One of the biggest barriers for people getting into the ebike market is the cost of the battery system. When I’m commuting on the road with a BBS02 and a 52v battery I get about 1.5 miles per amp hour at the highest level of pedal assist with a 52T front ring. This means that most people can average about 25mph on their ebike and with the PF pack should be able to go over 10 miles per charge with a $229 battery that weighs in at only 3.3 lbs. What we are seeing here is nothing short of revolutionary as the price\weight\performance characteristics of ebikes are now breaking into what normal consumers (not just enthusiasts) are willing to accept. While I didn’t think much about strapping a 16lb battery to my back to go riding in the woods for an hour or two, most normal people would think I am totally insane. Let’s face it, backpack batteries suck.

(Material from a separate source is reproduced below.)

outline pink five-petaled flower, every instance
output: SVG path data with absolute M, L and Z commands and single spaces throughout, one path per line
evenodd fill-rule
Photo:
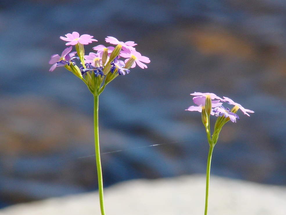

A note about power and heat. I have found that when I run the BBS02 with PAS at power level 9 it hovers between 15 and 20Amps of power. If you have a BBS02 and want to use the throttle then the only 2P pack you should even consider getting is the 30Q. If you are happy using PAS only then the GA or PF packs should be fine. If you have a BBSHD then the only pack that I recommend you consider getting is the 30Q pack, as the GA and PF packs will overheat if you run the BBSHD at the higher power levels or lean on the throttle. Although I really like the GA cells (52v GA Shark pack review is coming soon) they do tend to get pretty hot at high-current draw, at least hot enough so that it makes me pretty nervous. If your hub motored ebike has a controller that is between 20 and 30Amps then I would go for a 30Q pack only. If your controller is 20 Amps or less then the GA or the PF packs will both work well, just pick the most expensive pack that you can’t afford. That is what other people’s credit cards are for.
Remember that most but not all 48v ebike controllers can run with 52v packs. The best way to test to see if yours will work is to plug someone elses 52v battery fresh off the charger to your controller and see if it works of if there is a high voltage cutoff. If there is no high voltage cutoff then it will probably work, although it will certainly void any warranty you have and you could fry your controller. You only live once.
If you’re looking for an ultralight battery pack for single-track riding in the woods, banging around town in, or as a spare tank of juice for when your main battery dies, then look no further than the Luna Mighty Mini 3.3lb 52v 14S2P Cube. There is nothing else like it on the market and I can say that this pack delivers on all the promises that it makes for weight, performance, and fun.